Per quanto riguarda invece Lilli Gruber, che alcuni rumors avevano dato come prossima alla vicedirezione del Corriere della Sera, l’editore piemontese ha annunciato che resterà a La7 fino al 2022. “Il 31 agosto scade il suo contratto – ha spiegato il patron del gruppo – E annuncio che abbiamo rinnovato fino a tutto il 2022. È un quinquennale come si fa con i calciatori a cui tieni”.

Il contratto è stato rinnovato per tre anni anche a Corrado Formigli (che scadeva il 30 giugno) e a Giovanni Minoli. “Si suppone che le elezioni politiche si terranno a febbraio o marzo – ha spiegato – e quindi abbiamo davanti sei mesi in cui analisi e approfondimenti saranno importanti”.

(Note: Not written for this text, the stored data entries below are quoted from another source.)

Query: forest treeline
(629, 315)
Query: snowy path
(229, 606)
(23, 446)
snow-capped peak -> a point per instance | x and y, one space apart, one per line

Anche a David Parenzo è stato prolungato il contratto fino al 2020. “Che la7 si sposti a sinistra non è assolutamente vero – ha detto Cairo -. Prima si diceva che eravamo una rete grillina ed era una cosa non vera. La7 cerca di intercettare i gusti del pubblico. Il nostro mantra assoluto è che i conduttori giornalisti hanno una totale libertà di espressione. E’ una rete molto polifonica che aiuta gli spettatori a capire di più e a farsi una propria idea”.